Je salue également la suppression d’un certain nombre de dispositions qui n’avaient pas lieu de figurer dans le projet de loi, ainsi qu’un certain nombre d’amendements du Gouvernement, par lesquels celui-ci renonce à demander une habilitation à légiférer par ordonnances pour introduire directement les dispositions correspondantes dans le projet de loi.

Madame la garde des sceaux, j’entends ce que vous dites au sujet de l’utilité de la navette. Je tiens cependant à rappeler – les dernières semaines nous ont quelque peu refroidis – que la navette vise à enrichir les textes, et non à permettre au Sénat d’adopter des textes qui sont ensuite vidés de leur substance par l’Assemblée nationale.

Le projet de loi comporte encore quelques dispositions qui suscitent des interrogations ; nous y reviendrons lors de l’examen des amendements.

Mes chers collègues, la récurrence des critiques à l’encontre de l’excès de la législation déléguée et l’absence de réelle mesure visant à y remédier illustrent finalement le paradoxe du mécanisme prévu par l’article 38 : bien qu’il soit dénoncé de toutes parts, comme cela vient d’être fait et comme, je n’en doute pas, cela sera fait par les prochains orateurs, son emploi itératif démontre que les membres des gouvernements successifs, qui ont pourtant critiqué son utilisation à outrance lorsqu’ils étaient parlementaires, n’ont pas su s’en défaire une fois arrivés aux responsabilités.

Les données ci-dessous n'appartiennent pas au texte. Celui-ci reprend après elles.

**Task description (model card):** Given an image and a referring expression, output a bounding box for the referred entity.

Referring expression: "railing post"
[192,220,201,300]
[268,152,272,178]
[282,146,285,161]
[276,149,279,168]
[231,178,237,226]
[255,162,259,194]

À rebours des déclarations du Président de la République, qui a récemment souhaité que le Gouvernement recoure à cette formule pour légiférer plus rapidement, notre groupe continuera à dénoncer l’usurpation du droit des parlementaires par le Gouvernement. En attendant, au regard du travail fait par notre commission pour ne conserver dans le projet de loi que les dispositions pour lesquelles le recours aux ordonnances se justifie – dans certains cas précis, ce recours peut être mis en discussion –, nous pensons que nos débats d’aujourd'hui et de jeudi lèveront les inquiétudes et les craintes politiques qui subsistent sur plusieurs points et conforteront le texte de la commission. Nous espérons donc que nous pourrons voter le projet de loi.